Another word for “cutting” is mohl/milah. Rabbi Pappenheim explains that this term is reserved for cutting off the top of something. It is famously applied to brit milah (“circumcision”), which is the commandment of cutting off the foreskin (on the top of the male organ). It is also applies to cutting off the tops of stalks (Job 18:16, 24:24) and of grass (Ps. 37:2), and dulling the tips of arrows (Ps. 58:8). One who engages in this sort of cutting is called a mohel. I seem to remember reading somewhere once that the terms mohel or milah refer specifically to cutting something round, but I am unable to recall where I saw this idea.
Nonetheless, Rabbi Pappenheim writes something similar about a different word. He explains that poleach means to cut something open (see Ps. 141:7, Prov. 7:23), while pelach is that which has been cut out (see Song of Songs 4:3, I Sam. 30:12). Rabbi Pappenheim explains that the hallmark of a pelach is that it refers specifically to something “cut off” from a greater circular parent, such that the shape of the pelach makes its obvious that it is cut from something circular or spherical. The shape of an orange segment or a slice of pizza can be described as a pelach (a “sector” in geometrical terms), and poleach refers specifically to cutting something in that fashion.
According to Rabbi Pappenheim, ketev refers to the type of cutting which does not penetrate the entire thickness of something to completely sever it. Rather, it is simply a cut that slices into the thickness, but not through-and-through. This is like a paper-cut, when one’s finger gets cut but is not completely severed. Rabbi Pappenheim explains that all four times that cognates of ketev appear in the Bible (Deut. 32:24, Isa. 28:2, Ps. 91:6, and Hos. 13:14), they refer to a type of illness that cuts one’s innards but does not sever them.

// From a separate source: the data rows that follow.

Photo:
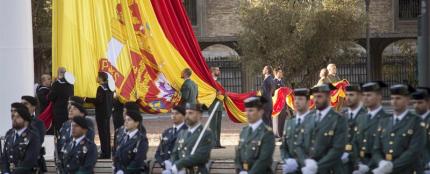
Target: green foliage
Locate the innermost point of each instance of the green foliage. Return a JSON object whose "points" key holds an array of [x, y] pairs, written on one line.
{"points": [[299, 36]]}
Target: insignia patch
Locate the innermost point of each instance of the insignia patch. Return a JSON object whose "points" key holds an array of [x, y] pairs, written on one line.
{"points": [[410, 131]]}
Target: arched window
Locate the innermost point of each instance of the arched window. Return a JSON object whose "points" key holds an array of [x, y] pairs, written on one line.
{"points": [[191, 7], [409, 9]]}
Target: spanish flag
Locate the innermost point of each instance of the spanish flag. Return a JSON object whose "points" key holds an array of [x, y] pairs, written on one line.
{"points": [[143, 44]]}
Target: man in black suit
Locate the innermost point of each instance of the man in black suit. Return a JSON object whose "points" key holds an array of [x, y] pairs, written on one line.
{"points": [[103, 104], [42, 92], [267, 90], [61, 90]]}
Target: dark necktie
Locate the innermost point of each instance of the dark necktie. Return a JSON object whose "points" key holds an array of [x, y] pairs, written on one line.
{"points": [[397, 120]]}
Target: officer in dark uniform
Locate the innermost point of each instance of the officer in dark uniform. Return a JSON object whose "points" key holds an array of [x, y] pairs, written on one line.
{"points": [[42, 92], [182, 160], [353, 113], [121, 131], [22, 145], [324, 137], [189, 89], [61, 90], [169, 136], [401, 138], [366, 127], [31, 103], [131, 152], [422, 107], [65, 134], [292, 129], [103, 103], [257, 141], [80, 154]]}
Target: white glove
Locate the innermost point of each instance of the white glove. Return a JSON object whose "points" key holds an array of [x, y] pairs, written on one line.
{"points": [[175, 170], [290, 166], [384, 167], [362, 169], [166, 172], [168, 164], [345, 157], [311, 167]]}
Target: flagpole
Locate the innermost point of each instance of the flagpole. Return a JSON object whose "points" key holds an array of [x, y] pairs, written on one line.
{"points": [[204, 128], [16, 56]]}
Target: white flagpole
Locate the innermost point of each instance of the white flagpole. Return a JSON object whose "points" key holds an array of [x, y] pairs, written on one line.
{"points": [[204, 128], [16, 56]]}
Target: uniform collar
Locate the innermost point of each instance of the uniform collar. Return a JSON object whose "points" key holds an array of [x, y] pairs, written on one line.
{"points": [[19, 132], [132, 133], [192, 130], [178, 126], [78, 140], [355, 111], [401, 116], [425, 115], [255, 125], [324, 112]]}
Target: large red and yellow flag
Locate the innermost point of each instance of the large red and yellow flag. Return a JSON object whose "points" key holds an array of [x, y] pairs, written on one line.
{"points": [[142, 44]]}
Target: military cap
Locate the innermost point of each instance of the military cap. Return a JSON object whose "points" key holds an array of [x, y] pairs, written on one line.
{"points": [[81, 122], [131, 106], [324, 88], [30, 99], [401, 89], [353, 88], [180, 109], [255, 102], [197, 107], [76, 99], [79, 107], [373, 86], [24, 113], [135, 115], [17, 105], [421, 93], [302, 92]]}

Another word for “cutting” is primah/porem (Lev. 13:45, 21:10). Rabbi Pappenheim sharpens the definition of primah by comparing it to kriyah/korea. Each act of kriyah makes another tear that separates one piece from the item-at-large. However, with primah, one act of tearing causes multiple pieces to come off of the item in question. When one rips something made up of many smaller parts (e.g., cheap fabrics), one simple act of ripping already begins to unravel the entire item. That type of “tearing” or “cutting” is called primah.
Other words for “cutting” include: 1) Gada (“truncating”), which specifically refers to cutting something as a means of destroying it or rendering it useless. 2) Ketzitzah (“chopping”), which refers to the act of cutting something with one strong blow. Rabbi Pappenheim explains that the root of ketzitzah is the two-letter string KUF-TZADI, which means “end,” because through chopping an object into two parts one creates two new ends of it. 3)Ketifah, which refers to severing something which was only flimsily connected. It is the word used to refer to plucking or detaching a flower or other flora. 4) Karet also refers to “cutting,” and is used to refer to the punishment of spiritual excision. In a future essay I hope to address the etymology of karet and how it differs from another punishment called ariri.